Talk about a no-win situation. A power struggle between a parent and a child with behavioral challenges is not going to be pretty, no matter how it ends. Parents feel that if they give in they'll never be able to enforce a rule again, but kids may feel they're fighting for their life, and the powerlessness of losing will only make the next time worse.
Nothing good can come of a power struggle. So here's a thought: Don't engage. Be a conscientious objector. It takes two parties to fight, and you have a choice as to whether you want to be one of them. That doesn't mean you have to lay down and let your child walk all over you. It just means you look for other ways to reach consensus that doesn't involve one of you saying, "My way or the highway."
Chances are, you know where the skirmishes are going to come. Brainstorm some possible compromises or concessions that give your child the illusion of control. Very few situations are as black and white as they seem when you're locked in battle. Find those gray areas and strategize ways to exploit them.
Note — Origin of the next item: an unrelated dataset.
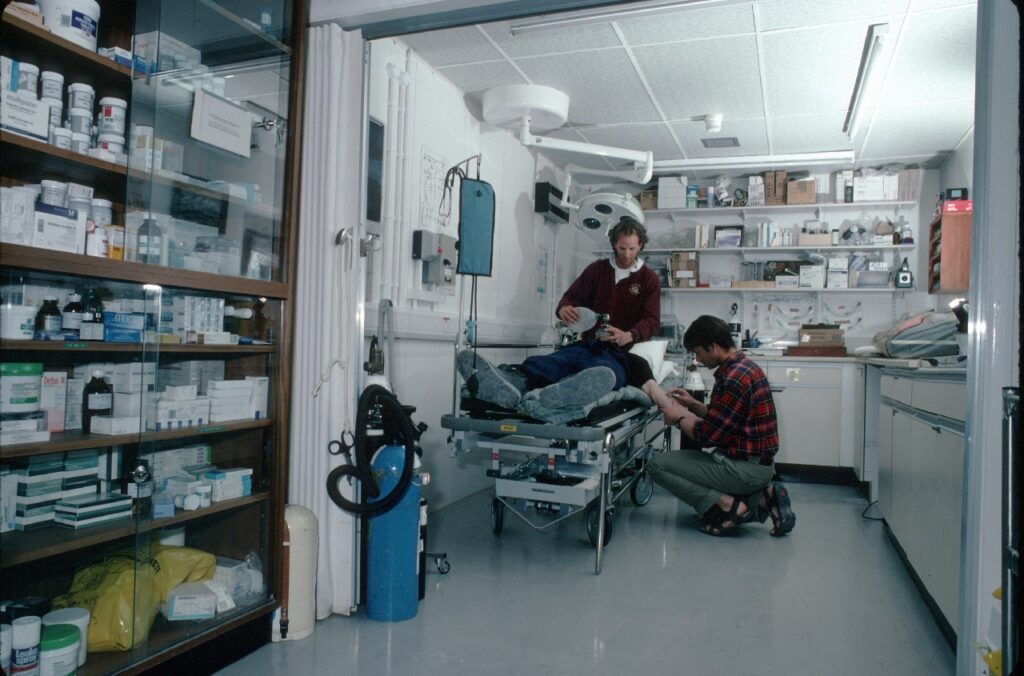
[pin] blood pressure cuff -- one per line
(476, 227)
Do some behavior analysis to figure out why your child feels the need to fight over certain things. Often, his reason is better than your reason. There may be real sensory issues involved in battles over clothing or food. Refusal to use the toilet or to sleep on demand may feel to your child like controlling the only things she truly can.
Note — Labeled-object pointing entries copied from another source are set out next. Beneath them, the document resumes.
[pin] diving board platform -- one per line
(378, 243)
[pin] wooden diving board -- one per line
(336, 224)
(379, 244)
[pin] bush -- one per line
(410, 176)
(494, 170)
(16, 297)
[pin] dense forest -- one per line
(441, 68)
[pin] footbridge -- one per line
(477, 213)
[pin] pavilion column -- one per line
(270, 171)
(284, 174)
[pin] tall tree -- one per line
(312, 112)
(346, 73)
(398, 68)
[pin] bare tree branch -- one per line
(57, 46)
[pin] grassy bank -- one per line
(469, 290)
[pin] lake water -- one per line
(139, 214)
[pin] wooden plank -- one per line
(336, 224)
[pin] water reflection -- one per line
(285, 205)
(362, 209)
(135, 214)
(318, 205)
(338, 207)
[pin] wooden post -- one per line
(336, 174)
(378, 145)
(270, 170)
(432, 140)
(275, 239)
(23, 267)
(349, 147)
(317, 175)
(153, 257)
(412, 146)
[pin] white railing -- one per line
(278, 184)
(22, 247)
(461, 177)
If you think about it, you can probably come up with situations in which you have felt powerless, and wondered why those in control had to be so spirit-crushing about it. (Hey, just flash back on your last IEP meeting.) You have the opportunity to disavow the use of force, and uphold the value of collaboration. That's probably a better thing to model to your child than unquestionable authority anyway.
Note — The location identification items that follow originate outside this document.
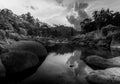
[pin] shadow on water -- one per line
(65, 65)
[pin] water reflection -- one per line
(57, 69)
(65, 65)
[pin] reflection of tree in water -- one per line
(100, 52)
(78, 66)
(61, 49)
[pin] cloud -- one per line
(76, 10)
(69, 12)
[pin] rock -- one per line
(115, 41)
(98, 62)
(2, 70)
(30, 46)
(17, 62)
(108, 76)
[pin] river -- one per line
(65, 65)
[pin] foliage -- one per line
(100, 19)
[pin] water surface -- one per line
(66, 66)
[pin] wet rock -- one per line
(19, 62)
(2, 70)
(30, 46)
(108, 76)
(98, 62)
(115, 41)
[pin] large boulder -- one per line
(108, 76)
(30, 46)
(98, 62)
(19, 62)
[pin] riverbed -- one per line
(65, 65)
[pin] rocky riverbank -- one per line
(21, 59)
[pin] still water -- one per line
(65, 65)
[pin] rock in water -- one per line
(30, 46)
(98, 62)
(108, 76)
(19, 63)
(2, 70)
So next time your child starts to dig in, offer a peace treaty. Don't add to the negative energy that can surge out of control; instead, provide distractions, humor, silliness. Refuse to grab the other end of the rope and start the tug of war. If necessary, give both of you a time-out until tempers are tamed.
The power to figure things out and make them better is the best one to exert. And you never need to pull the plug on that.